O Copom entende que a conjuntura econômica continua a prescrever estímulo monetário extraordinariamente elevado, mas reconhece que, devido a questões prudenciais e de estabilidade financeira, o espaço remanescente para utilização da política monetária, se houver, deve ser pequeno. Consequentemente, eventuais ajustes futuros no atual grau de estímulo ocorreriam com gradualismo adicional e dependerão da percepção sobre a trajetória fiscal, assim como de novas informações que alterem a atual avaliação do Copom sobre a inflação prospectiva.

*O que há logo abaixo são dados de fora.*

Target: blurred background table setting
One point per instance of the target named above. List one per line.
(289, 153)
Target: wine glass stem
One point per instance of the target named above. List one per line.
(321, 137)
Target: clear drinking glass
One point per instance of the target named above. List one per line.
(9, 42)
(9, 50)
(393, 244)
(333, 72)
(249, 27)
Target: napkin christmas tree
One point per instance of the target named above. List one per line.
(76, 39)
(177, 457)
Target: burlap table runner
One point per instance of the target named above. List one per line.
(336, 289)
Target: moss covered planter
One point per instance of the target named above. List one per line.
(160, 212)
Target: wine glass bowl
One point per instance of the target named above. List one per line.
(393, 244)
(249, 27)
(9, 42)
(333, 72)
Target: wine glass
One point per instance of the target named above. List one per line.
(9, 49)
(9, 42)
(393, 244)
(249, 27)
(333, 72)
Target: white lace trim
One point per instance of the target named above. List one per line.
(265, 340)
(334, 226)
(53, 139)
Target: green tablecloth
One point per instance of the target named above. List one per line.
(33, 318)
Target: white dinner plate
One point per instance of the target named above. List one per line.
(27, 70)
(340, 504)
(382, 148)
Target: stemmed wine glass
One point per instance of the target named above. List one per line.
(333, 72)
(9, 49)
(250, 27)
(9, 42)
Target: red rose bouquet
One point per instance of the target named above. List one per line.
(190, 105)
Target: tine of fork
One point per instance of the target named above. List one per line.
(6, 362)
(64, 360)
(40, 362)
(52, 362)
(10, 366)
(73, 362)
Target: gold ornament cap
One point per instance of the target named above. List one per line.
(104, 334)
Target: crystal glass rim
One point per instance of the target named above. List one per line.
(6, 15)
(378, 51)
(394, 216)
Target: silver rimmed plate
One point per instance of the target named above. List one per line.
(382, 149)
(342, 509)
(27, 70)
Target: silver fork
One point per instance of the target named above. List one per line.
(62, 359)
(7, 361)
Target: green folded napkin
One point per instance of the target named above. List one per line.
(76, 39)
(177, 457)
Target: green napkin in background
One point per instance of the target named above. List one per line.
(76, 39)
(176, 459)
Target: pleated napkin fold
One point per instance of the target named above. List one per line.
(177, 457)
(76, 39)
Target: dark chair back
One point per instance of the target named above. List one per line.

De forma a prover o estímulo monetário considerado adequado para o cumprimento da meta para a inflação, mas mantendo a cautela necessária por razões prudenciais, o Copom considera apropriado utilizar uma "prescrição futura" (isto é, um "forward guidance") como um instrumento de política monetária adicional. Nesse sentido, e apesar de uma assimetria em seu balanço de riscos, o Copom não pretende reduzir o grau de estímulo monetário, a menos que as expectativas de inflação, assim como as projeções de inflação de seu cenário básico, estejam suficientemente próximas da meta de inflação para o horizonte relevante de política monetária, que atualmente inclui o ano-calendário de 2021 e, em grau menor, o de 2022. Essa intenção é condicional à manutenção do atual regime fiscal e à ancoragem das expectativas de inflação de longo prazo.

Votaram por essa decisão os seguintes membros do Comitê: Roberto Oliveira Campos Neto (presidente), Bruno Serra Fernandes, Carolina de Assis Barros, Fabio Kanczuk, Fernanda Feitosa Nechio, João Manoel Pinho de Mello, Maurício Costa de Moura, Otávio Ribeiro Damaso e Paulo Sérgio Neves de Souza.

*Valor obtido pelo procedimento usual de arredondar a cotação média da taxa de câmbio R$/US$ observada nos cinco dias úteis encerrados no último dia da semana anterior à da reunião do Copom.